To make it visible, the following sequence of graphics will demonstrate a sample 5-year progression using a security communications device that we've all become accustomed to seeing perched on the customer side of
the grocery store checkout lane. Namely, that's the ATM card reader we use to swipe our ATM and credit cards when we purchase groceries, hardware, clothing, etc.
Whether or not you are purchasing something in the mall, the ATM card swipe device is technology we've all come to expect. We understand that
cryptic little messages it presents asking us if we want cash back and other choices.
The initial form of a national ID card could very likely be designed around these very devices because they are installed all across America, completely networked, completely functional, and this system is proven,
tested and trusted.
So in this example we will soon see that in 2001, another massive catastrophic attack by bioterrorists has prompted Congress to create a national ID card system in the hope that it can help make things more
secure by tracking possible terrorists.
2001 — Just Getting Started
From a technology standpoint, the first year will move slowly because it will be a year devoted more to paper form enrollments and to educating the public in general.
Once the new national ID system has been announced, application forms will be available in banks, post offices and government buildings.

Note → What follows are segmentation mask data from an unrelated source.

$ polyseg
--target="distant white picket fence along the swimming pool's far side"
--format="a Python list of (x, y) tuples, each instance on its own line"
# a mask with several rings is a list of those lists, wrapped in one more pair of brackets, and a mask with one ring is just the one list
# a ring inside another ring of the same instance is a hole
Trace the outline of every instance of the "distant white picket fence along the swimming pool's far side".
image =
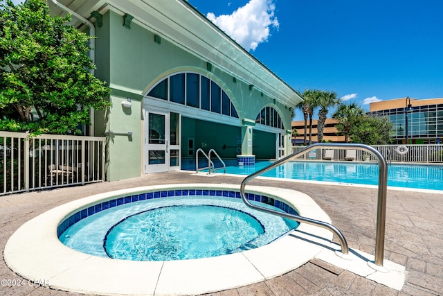
[[(388, 162), (420, 162), (420, 163), (443, 163), (443, 145), (379, 145), (372, 146), (379, 150)], [(302, 150), (305, 146), (293, 146), (292, 152)], [(330, 149), (316, 149), (305, 155), (301, 155), (298, 159), (305, 160), (321, 160), (325, 158), (326, 150)], [(347, 151), (348, 150), (348, 151)], [(375, 161), (372, 155), (364, 153), (362, 150), (355, 151), (353, 155), (346, 159), (347, 155), (351, 154), (350, 149), (334, 149), (334, 160), (356, 160), (356, 161)], [(352, 149), (354, 150), (354, 149)]]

Most of
the sign-ups for the new national ID card will happen in the banks, which will see this as an excellent way for them to avoid the expense of printing checks and ATM cards.
We will most likely receive a national ID form application with our next bank statement, along with a nice letter from the bank explaining to us the various
features and benefits, including the fact that their ATM machines been tested and are fully compliant with the new national ID system.